According to the county, the testing currently is funded by federal coronavirus relief funding, which is slated to end this month.


The testing has detected 45 cases of COVID-19 in travelers who had otherwise received a quarantine exemption with a negative test result prior to travel to Hawaii.

“It has been humbling to work alongside vested members of our community, the hotel industry and generous philanthropists who share in a deep sense of aloha and responsibility for our island home to find immediate solutions that help to keep our community safe,” Roth said. “It is my hope that these types of public-private partnerships will become a cornerstone of our administration.

“We thank all of those who worked tirelessly to meet the deadline to ensure that no days of testing were missed.”

The state Department of Health on Wednesday reported 110 new cases of COVID-19 statewide.

Five cases were reported on Hawaii Island, 85 on Oahu, 14 on Maui and six were Hawaii residents diagnosed outside the state.

Hawaii County’s test positivity rate is 1.8%, compared to the state’s test positivity rate of 2.4%.

Four additional COVID-related deaths were reported Wednesday on Oahu.

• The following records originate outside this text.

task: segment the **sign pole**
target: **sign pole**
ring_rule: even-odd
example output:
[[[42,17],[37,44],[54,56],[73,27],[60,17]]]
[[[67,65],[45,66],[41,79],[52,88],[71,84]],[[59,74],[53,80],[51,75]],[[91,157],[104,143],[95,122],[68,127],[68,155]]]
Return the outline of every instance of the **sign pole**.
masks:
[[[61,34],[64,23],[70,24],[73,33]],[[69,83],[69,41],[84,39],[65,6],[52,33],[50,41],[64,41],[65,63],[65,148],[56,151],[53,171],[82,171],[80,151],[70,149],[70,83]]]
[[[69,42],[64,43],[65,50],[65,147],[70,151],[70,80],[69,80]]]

Three men, ages 30-39, 40-49 and 60-69, and a woman age 80-90 had underlying health conditions and had been hospitalized. A total of 50 deaths have now been reported on the Big Island, according to Hawaii County Civil Defense.

In a message Wednesday, Civil Defense said the DOH reported that a Hawaii Island resident died on Oahu.


“You should understand the seriousness of what is happening in areas outside of Hawaii,” Civil Defense said. “The coronavirus cases count and fatalities continue to dramatically increase across our nation and are projected to continue at the current rate or worse through early next year.”